Revolution Medicines dropped Phase 3 results this morning for daraxonrasib in second-line pancreatic cancer and the data is practice-changing.

Median overall survival came in at 13.2 months versus 6.7 months for chemotherapy. That's a 6.5 month improvement and a 60% reduction in the risk of death. CEO Mark Goldsmith called the results unprecedented, noting that no drug has ever shown an overall survival benefit greater than one year in a Phase 3 pancreatic cancer trial. The drug met all primary and secondary endpoints.

The stock is up roughly 34% on the news.

Why This Matters

Pancreatic cancer has the lowest five-year survival rate of any major cancer at 13%. The standard of care has been exclusively IV chemotherapy for decades. No targeted therapy has ever succeeded in a Phase 3 trial in this disease. That changes today.

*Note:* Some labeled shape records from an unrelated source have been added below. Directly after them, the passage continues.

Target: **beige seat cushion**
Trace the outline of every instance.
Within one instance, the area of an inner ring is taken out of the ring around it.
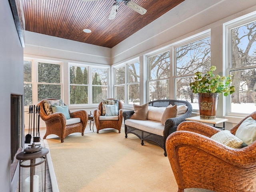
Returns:
[[[75,123],[80,123],[81,122],[80,118],[71,118],[70,119],[67,119],[66,120],[66,125],[72,125]]]
[[[118,120],[119,118],[119,116],[100,116],[99,117],[99,120]]]
[[[164,126],[158,121],[129,119],[125,120],[125,124],[140,130],[164,136]]]

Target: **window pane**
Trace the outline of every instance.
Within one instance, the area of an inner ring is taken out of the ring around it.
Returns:
[[[198,94],[193,93],[189,86],[194,81],[192,77],[175,79],[176,99],[188,101],[191,104],[193,109],[199,110]]]
[[[38,101],[47,98],[60,99],[60,85],[38,84]]]
[[[140,64],[133,63],[128,66],[128,83],[140,82]]]
[[[39,82],[60,83],[60,65],[38,62],[38,76]]]
[[[140,104],[140,85],[134,84],[128,86],[128,104]]]
[[[116,84],[120,85],[125,83],[124,67],[116,69]]]
[[[32,105],[32,84],[24,84],[24,105]]]
[[[70,86],[70,104],[88,103],[88,86],[71,85]]]
[[[70,67],[70,84],[88,84],[88,70],[86,67]]]
[[[170,76],[170,52],[148,58],[150,80]]]
[[[150,101],[169,99],[169,80],[150,82]]]
[[[124,86],[115,87],[115,95],[122,103],[124,103]]]
[[[232,112],[250,114],[256,111],[256,69],[231,73],[236,91],[231,96]]]
[[[32,62],[29,61],[24,61],[24,81],[32,82],[31,65]]]
[[[232,30],[232,68],[255,64],[256,22]]]
[[[206,72],[211,66],[210,38],[176,48],[176,76]]]
[[[106,69],[92,69],[92,84],[108,85],[108,70]]]
[[[108,97],[108,87],[92,86],[92,103],[99,103]]]

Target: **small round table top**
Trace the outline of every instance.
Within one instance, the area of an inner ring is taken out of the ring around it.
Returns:
[[[91,115],[90,116],[88,116],[88,120],[92,120],[93,119],[94,117],[92,115]]]

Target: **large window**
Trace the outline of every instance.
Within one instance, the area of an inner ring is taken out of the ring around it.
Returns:
[[[174,50],[175,98],[188,101],[191,103],[193,109],[198,110],[197,94],[193,93],[189,84],[194,81],[196,72],[200,71],[203,74],[210,67],[210,38],[197,40],[182,46],[178,45]]]
[[[99,103],[108,98],[108,69],[70,64],[69,74],[70,104]]]
[[[61,63],[24,61],[24,105],[35,104],[46,98],[61,98]]]
[[[99,103],[102,99],[108,98],[108,70],[93,68],[92,69],[92,103]]]
[[[170,51],[148,58],[149,101],[169,98]]]
[[[186,100],[193,109],[199,109],[197,95],[192,93],[189,84],[196,72],[203,74],[210,67],[210,32],[202,32],[147,56],[148,101]]]
[[[227,98],[227,114],[256,110],[256,13],[226,25],[226,63],[236,91]]]
[[[130,62],[114,69],[114,96],[122,103],[140,104],[140,63]]]
[[[70,66],[70,104],[88,103],[88,68]]]

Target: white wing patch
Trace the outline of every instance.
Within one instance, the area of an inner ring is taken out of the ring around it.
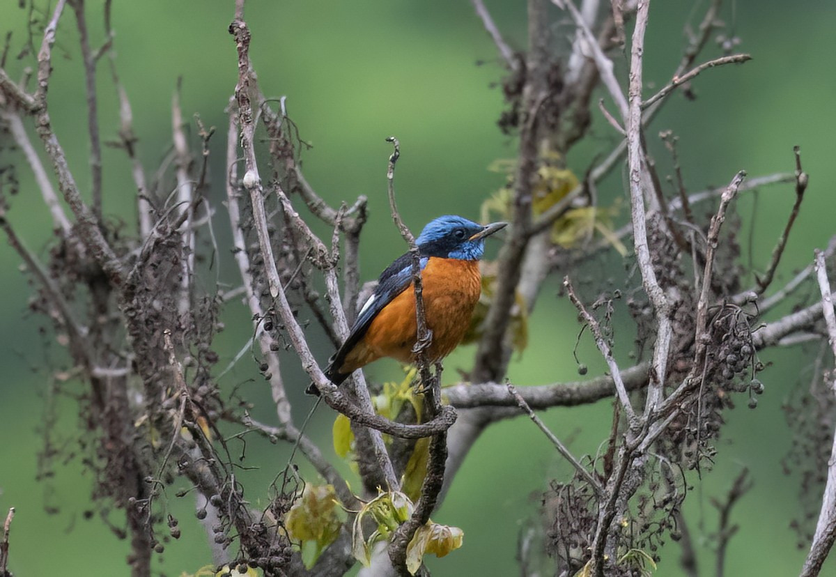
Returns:
[[[369,309],[369,307],[371,306],[371,304],[374,302],[375,302],[375,295],[372,294],[370,297],[369,297],[369,300],[365,302],[365,304],[363,305],[363,308],[360,309],[360,312],[357,314],[357,316],[359,317],[362,316],[363,313],[366,312],[366,310]]]

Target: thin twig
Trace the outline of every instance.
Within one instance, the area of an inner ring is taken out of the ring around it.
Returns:
[[[717,528],[717,552],[716,552],[716,577],[723,577],[726,564],[726,549],[728,549],[729,539],[737,532],[737,525],[730,525],[729,518],[732,515],[732,508],[740,498],[745,495],[752,487],[752,480],[749,478],[749,469],[743,467],[740,474],[735,478],[729,489],[726,500],[720,503],[716,499],[711,499],[711,504],[720,513],[719,527]]]
[[[586,21],[584,19],[584,16],[575,8],[572,0],[552,0],[552,2],[561,10],[568,11],[572,17],[572,20],[574,22],[575,27],[583,33],[586,40],[586,46],[592,53],[592,58],[598,67],[598,74],[601,76],[601,82],[604,83],[604,85],[609,92],[609,95],[612,96],[613,101],[615,102],[621,118],[626,120],[629,114],[627,99],[624,98],[618,79],[615,78],[615,74],[613,71],[613,61],[604,54],[604,50],[601,49],[600,45],[598,43],[598,39],[592,33],[592,30],[589,29]]]
[[[700,297],[696,303],[696,352],[695,353],[695,366],[701,366],[702,359],[707,350],[708,344],[706,342],[707,338],[707,328],[708,328],[708,307],[709,307],[709,298],[711,293],[711,276],[714,273],[714,257],[716,253],[717,244],[720,241],[720,228],[722,227],[723,222],[726,221],[726,211],[728,208],[729,203],[734,199],[735,196],[737,194],[737,189],[740,188],[741,183],[746,177],[746,171],[740,171],[732,181],[729,182],[729,186],[726,187],[723,191],[722,196],[720,197],[720,206],[717,207],[717,212],[713,217],[711,217],[711,222],[708,227],[708,236],[706,240],[706,265],[703,268],[702,273],[702,286],[700,292]]]
[[[816,254],[816,277],[818,280],[818,289],[822,294],[822,312],[824,315],[824,324],[828,328],[828,340],[830,350],[836,358],[836,313],[833,312],[833,289],[828,278],[827,264],[824,256],[818,249]],[[830,386],[836,395],[836,370],[831,370]],[[833,433],[833,447],[830,451],[830,460],[828,462],[828,479],[822,494],[822,508],[818,513],[818,522],[816,523],[816,532],[813,536],[810,552],[804,560],[801,577],[818,575],[824,559],[827,559],[836,541],[836,432]]]
[[[171,96],[171,134],[174,140],[174,151],[176,155],[177,175],[177,204],[183,207],[180,214],[182,223],[178,227],[182,235],[184,258],[181,266],[182,271],[180,278],[180,297],[177,300],[177,312],[181,317],[188,314],[191,309],[190,297],[191,291],[191,276],[195,269],[195,232],[191,230],[194,217],[193,204],[197,201],[194,194],[194,186],[189,176],[191,166],[191,154],[183,130],[183,114],[180,105],[181,82],[178,79],[177,88]]]
[[[675,90],[677,87],[688,82],[703,70],[706,70],[716,66],[722,66],[724,64],[741,64],[751,59],[752,56],[750,54],[732,54],[732,56],[723,56],[721,58],[714,59],[713,60],[709,60],[708,62],[704,62],[681,76],[674,76],[673,79],[670,80],[670,84],[668,84],[665,88],[642,102],[641,108],[646,109],[657,100],[660,100],[665,98],[670,93]]]
[[[90,171],[93,186],[93,214],[102,220],[102,146],[99,134],[99,111],[96,104],[96,63],[90,51],[84,18],[84,0],[73,0],[75,20],[81,45],[81,58],[84,64],[84,91],[87,98],[87,129],[90,138]]]
[[[830,237],[830,242],[828,243],[828,247],[827,248],[824,249],[823,253],[824,259],[828,260],[828,258],[830,258],[830,257],[833,256],[834,252],[836,252],[836,235],[833,235],[833,237]],[[802,270],[800,273],[793,277],[793,279],[790,282],[787,283],[787,284],[784,285],[780,290],[777,291],[776,293],[773,293],[772,294],[770,294],[767,299],[764,299],[762,301],[760,301],[757,304],[758,312],[762,315],[767,311],[771,310],[772,307],[774,307],[775,305],[778,304],[779,303],[782,303],[784,299],[786,299],[793,292],[795,292],[796,288],[801,286],[803,283],[803,282],[807,280],[808,277],[809,277],[810,274],[813,273],[813,270],[814,268],[814,264],[815,264],[814,263],[808,264],[806,267],[804,267],[803,270]],[[751,291],[747,291],[747,293],[743,293],[740,295],[735,295],[734,301],[739,304],[741,301],[744,299],[744,296],[749,293],[751,293]]]
[[[787,226],[784,227],[783,232],[778,238],[778,243],[772,250],[772,257],[769,263],[769,268],[767,269],[767,273],[762,278],[756,275],[758,294],[763,294],[772,283],[772,278],[775,277],[775,270],[778,268],[778,263],[781,262],[781,256],[783,254],[787,241],[789,239],[789,232],[793,229],[793,223],[795,222],[795,218],[798,216],[801,202],[804,200],[804,191],[807,190],[807,185],[810,180],[808,174],[801,169],[801,149],[798,146],[794,146],[793,151],[795,153],[795,203],[793,205],[793,210],[790,211],[789,218],[787,220]]]
[[[538,428],[539,428],[546,437],[552,442],[552,444],[554,445],[554,448],[558,450],[558,452],[563,455],[567,461],[572,463],[572,466],[575,467],[575,470],[578,471],[579,473],[580,473],[580,476],[586,479],[586,482],[589,483],[593,489],[594,489],[595,494],[599,497],[602,497],[604,495],[604,488],[601,487],[601,483],[599,483],[598,480],[586,470],[586,467],[581,464],[580,461],[575,458],[574,455],[573,455],[566,446],[561,442],[560,439],[555,437],[554,433],[549,431],[548,427],[546,426],[546,424],[543,422],[543,420],[537,416],[537,413],[535,413],[532,408],[528,406],[528,403],[525,401],[522,396],[517,392],[517,387],[511,383],[508,383],[507,389],[511,396],[513,396],[514,401],[517,401],[517,406],[519,406],[519,407],[527,415],[528,415],[534,424],[537,425]]]
[[[584,322],[585,322],[589,326],[592,334],[595,337],[595,345],[598,346],[598,350],[601,352],[601,355],[604,356],[604,360],[607,362],[607,366],[609,367],[609,374],[613,377],[613,382],[615,384],[615,391],[618,393],[619,401],[621,403],[621,406],[624,410],[624,414],[627,416],[627,420],[630,426],[633,426],[636,424],[635,412],[633,411],[633,406],[630,402],[630,396],[627,395],[627,387],[624,386],[624,380],[621,378],[621,370],[619,369],[618,363],[615,362],[615,358],[613,356],[612,351],[609,350],[609,345],[607,344],[607,340],[604,338],[604,333],[601,331],[601,325],[599,324],[598,320],[595,317],[589,314],[589,311],[586,309],[584,304],[580,302],[578,295],[575,294],[574,288],[572,287],[572,283],[569,282],[569,278],[563,277],[563,287],[566,288],[566,292],[568,294],[569,300],[578,309],[578,312],[581,314],[584,317]]]
[[[499,28],[497,28],[496,23],[493,22],[493,18],[491,18],[491,13],[485,8],[485,3],[482,0],[472,0],[472,2],[473,3],[474,9],[476,9],[477,15],[482,19],[482,23],[485,27],[485,30],[491,36],[493,43],[497,45],[497,49],[499,50],[502,59],[505,60],[506,65],[512,72],[519,71],[520,65],[517,59],[514,58],[514,53],[505,43],[505,40],[502,39],[502,35],[499,32]]]
[[[34,147],[32,146],[32,141],[26,132],[26,128],[23,127],[23,121],[15,112],[6,111],[3,113],[3,118],[8,123],[12,137],[14,138],[14,141],[20,147],[20,150],[23,151],[23,156],[29,163],[29,167],[32,168],[35,181],[41,191],[41,197],[43,197],[43,202],[46,203],[47,207],[49,209],[49,213],[52,215],[54,227],[60,231],[63,238],[69,238],[72,234],[72,224],[70,224],[69,219],[67,218],[67,215],[64,212],[64,207],[61,206],[61,202],[59,201],[58,195],[55,193],[55,188],[53,186],[52,181],[47,175],[40,156],[38,156]],[[83,247],[80,248],[83,248]]]
[[[12,577],[8,570],[8,534],[12,530],[12,519],[14,518],[14,508],[10,507],[3,523],[3,540],[0,541],[0,577]]]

Daraxonrasib is a daily oral pill that broadly targets RAS mutations, which drive tumor growth in approximately 90% of pancreatic cancer cases. RAS was considered undruggable for most of the history of modern oncology. Revolution Medicines built a platform around cracking that problem and this data validates it in the most definitive way possible, a Phase 3 overall survival win.

The Details

The trial enrolled patients whose cancer had already progressed on prior treatment, so this is a second-line setting. Patients on daraxonrasib typically lived nearly twice as long as patients on chemotherapy. The safety profile was manageable with no new concerns. Rash is a known class effect and generally treatable.

RevMed plans to seek FDA approval using a Commissioner's National Priority Voucher, which grants a review within months rather than the standard timeline. They also have a Phase 3 trial underway in first-line (newly diagnosed) pancreatic cancer, which would dramatically expand the addressable patient population if successful.

Strategic Value

This is one of the most valuable oncology assets in biotech right now. A validated oral pan-RAS inhibitor with Phase 3 overall survival data doesn't exist anywhere else. RAS mutations aren't limited to pancreatic cancer. They're prevalent across lung, colorectal, and multiple other tumor types. The platform expansion potential is enormous.

At a roughly $22B implied market cap after today's move, RVMD is in large-cap biotech territory. That limits the traditional M&A math since you'd need a $30B+ deal to make the acquisition premium work. But strategic interest from Merck, Roche, AstraZeneca, or Lilly wouldn't be surprising given what this data represents. Merck in particular needs pipeline reinforcement as Keytruda faces biosimilar risk, and a best-in-class RAS inhibitor would fit that strategy well.

That said, RVMD can absolutely win as a standalone. The first-line pancreatic data, multi-tumor expansion, and accelerated regulatory path give them a clear commercial trajectory without needing a buyer.